The law group, which provides recommendations to the Attorney-General, looked at the D&O issue as part of a broader inquiry on class actions and litigation funders. It says the Government should conduct a separate review of the shareholder class action regime.
“The ALRC viewed this particular issue as being the canary in the coalmine – something is not quite right, but the evidence is not yet available to establish precisely what,” the ALRC says in a report tabled yesterday.
D&O premiums have surged more than 200% in the past two years, with the current pool becoming inadequate to cover increasing and expensive claims, insurers say.
WR Berkley, Vero, Lloyd’s Novae and Lloyd’s Canopius have withdrawn from providing cover to Australian Securities Exchange (ASX) listed companies, a Marsh submission says, while XL Catlin, Zurich, Chubb, Allianz and Liberty are among those that have ratcheted back their exposures.
Some have blamed the ASX continuous disclosure rules for increasing class action activity and rising costs, while others refute the need for changes to rules that provide important protections.

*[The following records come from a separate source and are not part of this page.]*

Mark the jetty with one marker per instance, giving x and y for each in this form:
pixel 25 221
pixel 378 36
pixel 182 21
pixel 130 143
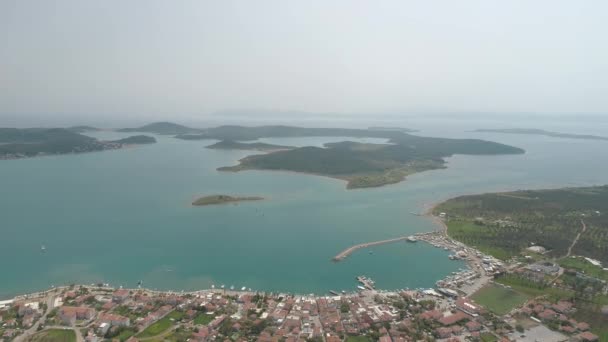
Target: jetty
pixel 345 253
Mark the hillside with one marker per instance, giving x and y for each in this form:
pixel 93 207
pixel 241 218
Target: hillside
pixel 370 165
pixel 504 224
pixel 235 145
pixel 165 128
pixel 533 131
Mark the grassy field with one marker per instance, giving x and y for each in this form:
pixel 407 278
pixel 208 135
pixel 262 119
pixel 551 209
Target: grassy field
pixel 531 289
pixel 488 337
pixel 161 325
pixel 468 232
pixel 584 266
pixel 55 335
pixel 358 339
pixel 498 299
pixel 204 319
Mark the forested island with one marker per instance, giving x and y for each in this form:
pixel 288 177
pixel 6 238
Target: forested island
pixel 18 143
pixel 165 128
pixel 223 199
pixel 136 140
pixel 533 131
pixel 506 224
pixel 256 146
pixel 365 165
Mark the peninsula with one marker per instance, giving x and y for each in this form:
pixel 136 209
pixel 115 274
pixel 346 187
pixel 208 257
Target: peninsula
pixel 365 165
pixel 256 146
pixel 560 222
pixel 533 131
pixel 223 199
pixel 18 143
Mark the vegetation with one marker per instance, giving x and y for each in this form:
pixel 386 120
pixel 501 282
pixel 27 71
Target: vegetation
pixel 532 131
pixel 161 325
pixel 204 318
pixel 83 129
pixel 370 165
pixel 235 145
pixel 167 128
pixel 581 265
pixel 15 142
pixel 221 199
pixel 505 224
pixel 498 299
pixel 136 140
pixel 533 289
pixel 55 335
pixel 358 339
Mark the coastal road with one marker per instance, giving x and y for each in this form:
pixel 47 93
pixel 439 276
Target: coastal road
pixel 50 304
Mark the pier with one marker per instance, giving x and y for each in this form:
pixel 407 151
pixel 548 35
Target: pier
pixel 345 253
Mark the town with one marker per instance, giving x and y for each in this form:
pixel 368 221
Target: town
pixel 452 311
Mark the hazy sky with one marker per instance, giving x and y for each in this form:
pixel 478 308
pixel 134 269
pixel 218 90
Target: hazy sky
pixel 184 58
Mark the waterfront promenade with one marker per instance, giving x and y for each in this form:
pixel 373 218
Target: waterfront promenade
pixel 345 253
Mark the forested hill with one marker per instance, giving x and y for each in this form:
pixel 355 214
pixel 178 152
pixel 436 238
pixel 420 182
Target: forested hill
pixel 29 142
pixel 533 131
pixel 504 224
pixel 242 133
pixel 371 165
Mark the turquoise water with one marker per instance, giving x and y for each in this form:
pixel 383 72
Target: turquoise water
pixel 122 216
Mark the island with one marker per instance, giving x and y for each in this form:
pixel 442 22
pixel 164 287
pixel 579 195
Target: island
pixel 83 129
pixel 558 222
pixel 243 133
pixel 223 199
pixel 365 165
pixel 257 146
pixel 136 140
pixel 533 131
pixel 16 143
pixel 163 128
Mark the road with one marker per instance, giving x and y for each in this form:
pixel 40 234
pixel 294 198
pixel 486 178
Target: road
pixel 50 304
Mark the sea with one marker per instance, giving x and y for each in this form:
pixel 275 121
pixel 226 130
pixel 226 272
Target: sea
pixel 125 216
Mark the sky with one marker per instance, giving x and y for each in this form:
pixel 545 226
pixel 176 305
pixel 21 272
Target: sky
pixel 152 59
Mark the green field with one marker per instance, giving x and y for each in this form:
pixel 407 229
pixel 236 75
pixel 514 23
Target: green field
pixel 498 299
pixel 204 319
pixel 55 335
pixel 531 289
pixel 161 325
pixel 358 339
pixel 471 234
pixel 584 266
pixel 505 224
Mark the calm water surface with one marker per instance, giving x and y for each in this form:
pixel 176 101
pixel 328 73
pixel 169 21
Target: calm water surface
pixel 124 216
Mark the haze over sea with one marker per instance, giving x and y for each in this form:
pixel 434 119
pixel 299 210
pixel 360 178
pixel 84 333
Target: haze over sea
pixel 122 216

The ALRC recommends a review of the legal and economic impact of the disclosure and misleading and deceptive conduct rules in the Corporations and Australian Securities and Investments Commission acts.

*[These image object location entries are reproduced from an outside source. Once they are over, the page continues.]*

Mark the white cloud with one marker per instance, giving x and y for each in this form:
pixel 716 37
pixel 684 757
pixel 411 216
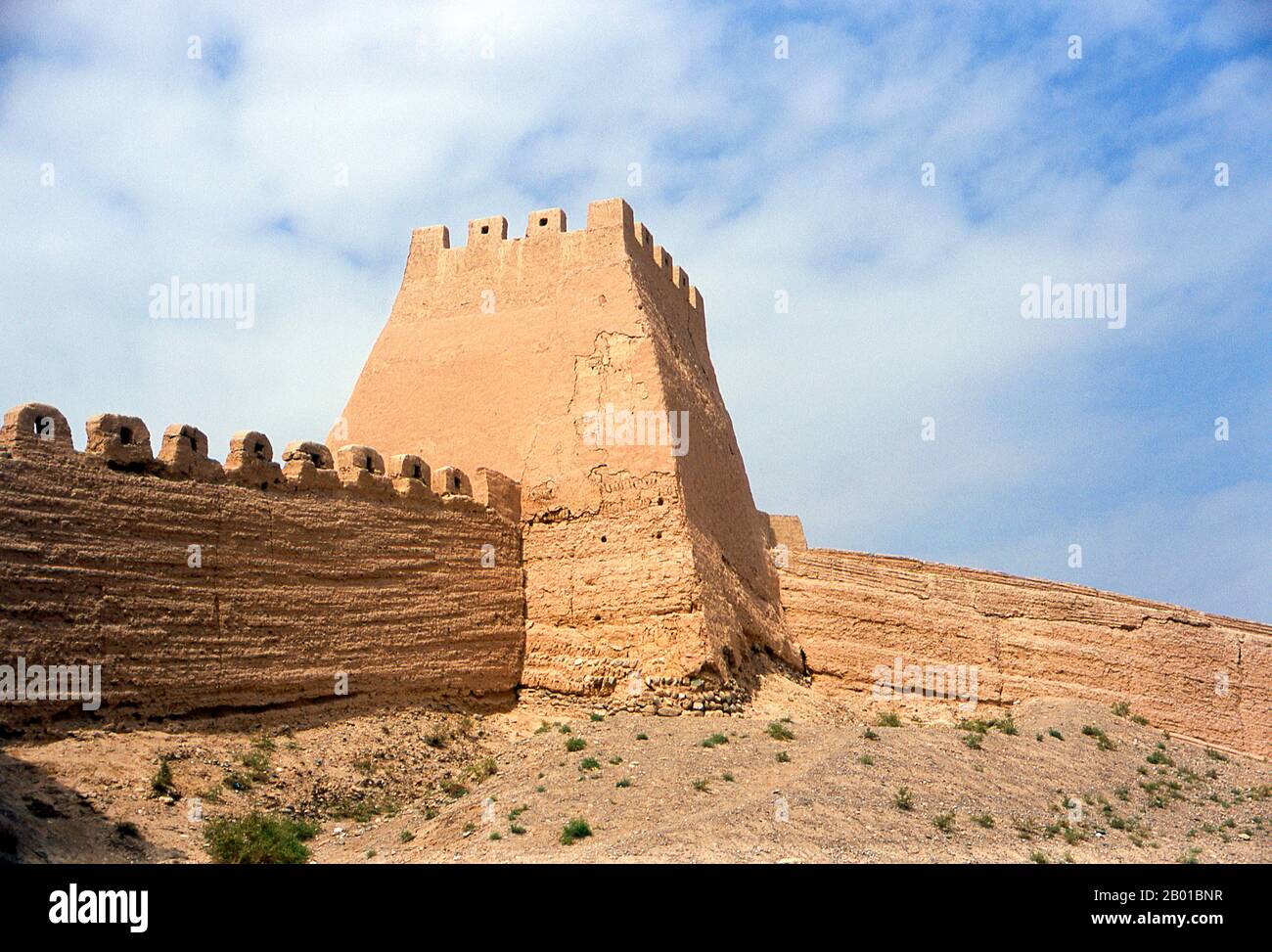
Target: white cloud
pixel 759 174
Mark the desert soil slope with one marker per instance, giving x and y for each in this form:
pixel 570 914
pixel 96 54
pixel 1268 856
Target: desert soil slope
pixel 416 786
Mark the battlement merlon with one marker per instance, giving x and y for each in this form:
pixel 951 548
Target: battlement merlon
pixel 611 233
pixel 39 432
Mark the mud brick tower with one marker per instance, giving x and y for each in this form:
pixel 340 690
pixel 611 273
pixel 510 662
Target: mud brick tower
pixel 644 562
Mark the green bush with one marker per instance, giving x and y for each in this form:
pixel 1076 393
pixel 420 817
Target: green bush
pixel 576 829
pixel 258 838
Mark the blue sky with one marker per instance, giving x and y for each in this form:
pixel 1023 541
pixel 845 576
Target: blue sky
pixel 759 174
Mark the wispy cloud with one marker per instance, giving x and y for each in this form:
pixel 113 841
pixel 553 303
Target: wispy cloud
pixel 303 144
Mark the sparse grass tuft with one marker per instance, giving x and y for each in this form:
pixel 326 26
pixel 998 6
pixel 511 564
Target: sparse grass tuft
pixel 1103 739
pixel 258 839
pixel 575 830
pixel 780 732
pixel 481 770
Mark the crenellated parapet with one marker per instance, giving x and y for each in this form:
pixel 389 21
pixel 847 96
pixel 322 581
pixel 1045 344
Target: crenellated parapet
pixel 611 234
pixel 36 428
pixel 123 443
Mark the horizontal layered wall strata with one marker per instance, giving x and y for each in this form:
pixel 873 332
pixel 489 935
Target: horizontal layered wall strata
pixel 206 595
pixel 1201 676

The proposal was first flagged in a discussion paper last May, sparking “claims and counter-claims” that the ALRC says should be examined given concerns about the “double-edged” nature of previous reforms.
The ALRC Class Action Proceedings and Third-Party Litigation Funders report includes 24 recommendations.
It says the Federal Court should have “exclusive jurisdiction” over class actions arising from the Corporations and ASIC Acts and suggests amendments to address the rising number of competing class actions.
“Those amendments seek to ensure that, wherever possible, there is a single class action in order to litigate a claim,” it says. “Multiple class actions increase uncertainty, costs and delays.”
It proposes greater oversight of third-party litigation funders, without requiring that they become licensed in the same way as financial service providers, and notes their important role in securing access to justice.
“A suite of recommendations to improve the regulation of litigation funders and to support the unique role of the Federal Court in protecting the interests of all group members is recommended in lieu of a licensing regime for litigation funders,” it says.